Sample evidence summary table
| Evidence category | Minimum frequency | Responsible owner | Storage location |
|---|---|---|---|
| Property inspection checklist | Quarterly (minimum) | House coordinator | Site file / NDIS CRM |
| Risk register update | Annually + post-incident | Risk/compliance lead | Compliance system |
| Evacuation drill record | Annually minimum | Site manager | Site file |
| Policy review sign-off | Annually | CEO / Operations Manager | Policy register |
| Staff environment training | Induction + as-needed | HR / Training coordinator | LMS or HR file |
| Participant consultation record | At each support-plan review | Support coordinator / key worker | Participant file |
Preparing your document file for the auditor
AQAs will typically request a pre-audit document submission followed by an on-site visit.
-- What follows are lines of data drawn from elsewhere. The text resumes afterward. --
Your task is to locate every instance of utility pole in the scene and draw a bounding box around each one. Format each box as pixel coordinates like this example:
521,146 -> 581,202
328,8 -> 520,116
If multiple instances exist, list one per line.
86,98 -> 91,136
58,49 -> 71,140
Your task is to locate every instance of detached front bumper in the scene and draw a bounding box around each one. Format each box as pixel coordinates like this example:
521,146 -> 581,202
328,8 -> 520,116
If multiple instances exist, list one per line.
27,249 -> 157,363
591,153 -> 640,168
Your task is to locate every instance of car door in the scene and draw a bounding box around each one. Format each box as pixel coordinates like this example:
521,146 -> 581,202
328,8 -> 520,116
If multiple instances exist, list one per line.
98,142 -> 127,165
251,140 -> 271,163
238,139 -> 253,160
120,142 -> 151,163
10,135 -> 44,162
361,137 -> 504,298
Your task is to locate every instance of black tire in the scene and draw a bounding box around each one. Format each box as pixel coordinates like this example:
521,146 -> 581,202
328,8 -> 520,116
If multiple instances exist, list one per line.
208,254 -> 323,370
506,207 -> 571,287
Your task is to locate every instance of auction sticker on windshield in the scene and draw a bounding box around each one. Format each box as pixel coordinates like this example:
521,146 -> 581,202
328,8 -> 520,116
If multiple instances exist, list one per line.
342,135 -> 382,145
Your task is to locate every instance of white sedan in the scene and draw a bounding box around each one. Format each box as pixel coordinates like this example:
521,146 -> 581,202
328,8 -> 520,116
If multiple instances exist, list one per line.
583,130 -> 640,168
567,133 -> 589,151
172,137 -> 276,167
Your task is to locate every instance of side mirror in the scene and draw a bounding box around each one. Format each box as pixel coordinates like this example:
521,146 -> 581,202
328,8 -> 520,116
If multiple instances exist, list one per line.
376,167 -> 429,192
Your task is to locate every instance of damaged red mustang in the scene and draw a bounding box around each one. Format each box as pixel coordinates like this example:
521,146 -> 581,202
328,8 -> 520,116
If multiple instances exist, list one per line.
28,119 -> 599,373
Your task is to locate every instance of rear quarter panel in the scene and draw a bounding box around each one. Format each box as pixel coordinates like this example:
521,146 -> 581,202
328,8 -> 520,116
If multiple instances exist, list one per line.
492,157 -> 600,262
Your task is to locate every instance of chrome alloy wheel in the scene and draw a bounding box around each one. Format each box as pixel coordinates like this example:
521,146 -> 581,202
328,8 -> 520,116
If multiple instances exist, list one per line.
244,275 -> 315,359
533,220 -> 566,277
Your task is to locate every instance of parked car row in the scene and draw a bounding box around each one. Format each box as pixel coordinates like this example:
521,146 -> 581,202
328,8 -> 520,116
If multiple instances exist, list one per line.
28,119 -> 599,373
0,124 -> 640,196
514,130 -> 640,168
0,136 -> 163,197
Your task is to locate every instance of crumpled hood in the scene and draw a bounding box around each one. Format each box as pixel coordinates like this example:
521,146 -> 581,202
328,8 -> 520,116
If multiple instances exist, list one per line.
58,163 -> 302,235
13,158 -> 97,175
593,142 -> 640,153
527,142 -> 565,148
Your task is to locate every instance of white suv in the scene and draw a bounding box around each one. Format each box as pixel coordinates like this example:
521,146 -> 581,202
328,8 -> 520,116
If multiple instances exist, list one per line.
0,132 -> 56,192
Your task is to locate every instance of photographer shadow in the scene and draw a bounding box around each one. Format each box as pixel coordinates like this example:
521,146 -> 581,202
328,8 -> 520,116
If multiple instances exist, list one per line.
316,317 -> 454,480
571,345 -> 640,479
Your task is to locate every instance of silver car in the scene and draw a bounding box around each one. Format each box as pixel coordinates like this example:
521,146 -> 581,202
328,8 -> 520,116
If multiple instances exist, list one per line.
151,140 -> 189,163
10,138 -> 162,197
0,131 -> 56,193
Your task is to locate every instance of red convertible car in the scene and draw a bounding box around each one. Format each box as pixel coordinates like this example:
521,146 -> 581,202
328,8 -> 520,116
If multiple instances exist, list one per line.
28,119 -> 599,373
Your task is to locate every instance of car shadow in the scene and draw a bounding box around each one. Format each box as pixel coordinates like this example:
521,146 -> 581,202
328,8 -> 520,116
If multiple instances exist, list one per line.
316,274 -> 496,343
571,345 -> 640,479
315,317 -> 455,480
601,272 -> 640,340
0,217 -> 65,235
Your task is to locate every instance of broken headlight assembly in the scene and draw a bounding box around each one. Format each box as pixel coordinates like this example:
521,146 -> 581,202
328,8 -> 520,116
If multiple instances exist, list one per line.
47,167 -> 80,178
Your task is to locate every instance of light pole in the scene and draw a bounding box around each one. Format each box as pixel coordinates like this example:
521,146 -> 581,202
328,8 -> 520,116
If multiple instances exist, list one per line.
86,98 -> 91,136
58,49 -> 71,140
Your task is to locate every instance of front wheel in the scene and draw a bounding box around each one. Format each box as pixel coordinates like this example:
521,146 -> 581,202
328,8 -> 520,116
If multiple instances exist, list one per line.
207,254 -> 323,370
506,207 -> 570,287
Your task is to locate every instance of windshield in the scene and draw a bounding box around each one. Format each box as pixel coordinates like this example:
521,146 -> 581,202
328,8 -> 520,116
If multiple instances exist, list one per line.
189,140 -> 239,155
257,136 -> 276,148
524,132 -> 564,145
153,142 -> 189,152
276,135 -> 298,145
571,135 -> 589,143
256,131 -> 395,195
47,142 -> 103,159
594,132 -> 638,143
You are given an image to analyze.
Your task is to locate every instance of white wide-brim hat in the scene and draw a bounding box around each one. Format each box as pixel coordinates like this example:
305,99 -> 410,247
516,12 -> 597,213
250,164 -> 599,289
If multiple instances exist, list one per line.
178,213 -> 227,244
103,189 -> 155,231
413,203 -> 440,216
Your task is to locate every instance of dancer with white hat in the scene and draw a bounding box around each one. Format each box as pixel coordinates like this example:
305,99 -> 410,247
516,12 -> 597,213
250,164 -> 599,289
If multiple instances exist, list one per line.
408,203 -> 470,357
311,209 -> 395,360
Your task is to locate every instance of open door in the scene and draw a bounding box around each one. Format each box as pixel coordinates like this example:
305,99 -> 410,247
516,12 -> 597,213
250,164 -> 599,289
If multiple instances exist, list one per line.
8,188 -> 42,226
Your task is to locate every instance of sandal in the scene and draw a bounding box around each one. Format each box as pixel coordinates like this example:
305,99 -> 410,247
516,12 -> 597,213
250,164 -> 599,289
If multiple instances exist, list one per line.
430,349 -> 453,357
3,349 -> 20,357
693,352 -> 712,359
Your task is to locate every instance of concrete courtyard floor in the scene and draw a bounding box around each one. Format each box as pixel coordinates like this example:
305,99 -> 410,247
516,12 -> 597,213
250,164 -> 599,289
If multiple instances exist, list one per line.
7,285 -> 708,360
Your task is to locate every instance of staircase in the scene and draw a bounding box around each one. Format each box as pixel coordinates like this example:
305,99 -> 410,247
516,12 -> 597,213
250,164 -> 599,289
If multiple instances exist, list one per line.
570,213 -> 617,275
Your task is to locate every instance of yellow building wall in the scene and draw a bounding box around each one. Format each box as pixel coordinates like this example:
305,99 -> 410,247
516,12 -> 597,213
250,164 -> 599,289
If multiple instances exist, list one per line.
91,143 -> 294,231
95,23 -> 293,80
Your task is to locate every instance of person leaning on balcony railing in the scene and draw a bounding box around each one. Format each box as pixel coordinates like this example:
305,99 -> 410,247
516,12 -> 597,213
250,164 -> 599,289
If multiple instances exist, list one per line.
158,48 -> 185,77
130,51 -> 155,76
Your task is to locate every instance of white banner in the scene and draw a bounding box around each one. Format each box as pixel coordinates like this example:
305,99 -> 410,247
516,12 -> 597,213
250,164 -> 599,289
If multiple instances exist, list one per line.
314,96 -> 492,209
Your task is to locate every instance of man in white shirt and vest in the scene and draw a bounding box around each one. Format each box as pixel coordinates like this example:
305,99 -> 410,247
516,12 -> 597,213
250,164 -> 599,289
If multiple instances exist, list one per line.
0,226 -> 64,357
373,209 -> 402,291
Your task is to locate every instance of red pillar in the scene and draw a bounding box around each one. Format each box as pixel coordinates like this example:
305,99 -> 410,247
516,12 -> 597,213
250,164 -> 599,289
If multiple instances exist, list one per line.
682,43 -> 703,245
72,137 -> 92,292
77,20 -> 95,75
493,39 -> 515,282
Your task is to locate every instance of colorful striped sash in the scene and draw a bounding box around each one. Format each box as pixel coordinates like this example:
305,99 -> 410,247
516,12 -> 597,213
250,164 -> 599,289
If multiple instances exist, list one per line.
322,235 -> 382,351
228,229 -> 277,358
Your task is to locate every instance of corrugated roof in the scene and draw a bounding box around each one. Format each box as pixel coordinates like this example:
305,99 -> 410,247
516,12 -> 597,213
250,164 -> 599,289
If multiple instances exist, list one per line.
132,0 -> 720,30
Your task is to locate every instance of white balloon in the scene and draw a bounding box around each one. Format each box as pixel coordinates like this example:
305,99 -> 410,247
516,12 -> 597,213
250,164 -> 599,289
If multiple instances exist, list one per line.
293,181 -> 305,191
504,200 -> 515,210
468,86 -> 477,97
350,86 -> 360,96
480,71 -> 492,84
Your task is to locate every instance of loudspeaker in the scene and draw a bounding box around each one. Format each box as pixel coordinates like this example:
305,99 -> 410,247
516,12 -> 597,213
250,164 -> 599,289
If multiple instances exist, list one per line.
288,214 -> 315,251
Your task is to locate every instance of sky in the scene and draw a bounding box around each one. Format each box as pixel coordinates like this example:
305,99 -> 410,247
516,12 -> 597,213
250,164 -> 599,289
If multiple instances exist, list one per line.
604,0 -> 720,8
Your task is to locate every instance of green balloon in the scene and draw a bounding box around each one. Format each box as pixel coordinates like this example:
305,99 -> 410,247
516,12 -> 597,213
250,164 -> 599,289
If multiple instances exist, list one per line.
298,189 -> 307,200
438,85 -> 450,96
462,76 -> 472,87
Organise your evidence into clearly labelled folders — one per property and one for organisation-wide policies — so the auditor can locate documents without staff assistance. Index each folder with a document title, version date, and responsible owner. Gaps are far less damaging when you can demonstrate an active corrective action plan with target dates already assigned.
If you are working toward your first registration or a re-registration renewal, the ndiscompliant.com.au 74-document audit-ready SIL compliance kit includes pre-formatted templates for every category on this checklist, including site-specific inspection forms and participant consultation records — built to match current NDIS Commission requirements.
Important: This article provides general guidance about NDIS compliance requirements. It is not legal or professional advice. Requirements may change as the NDIS Commission updates its policies and Practice Standards. Always verify current requirements with the NDIS Quality and Safeguards Commission or a registered NDIS consultant before making compliance decisions.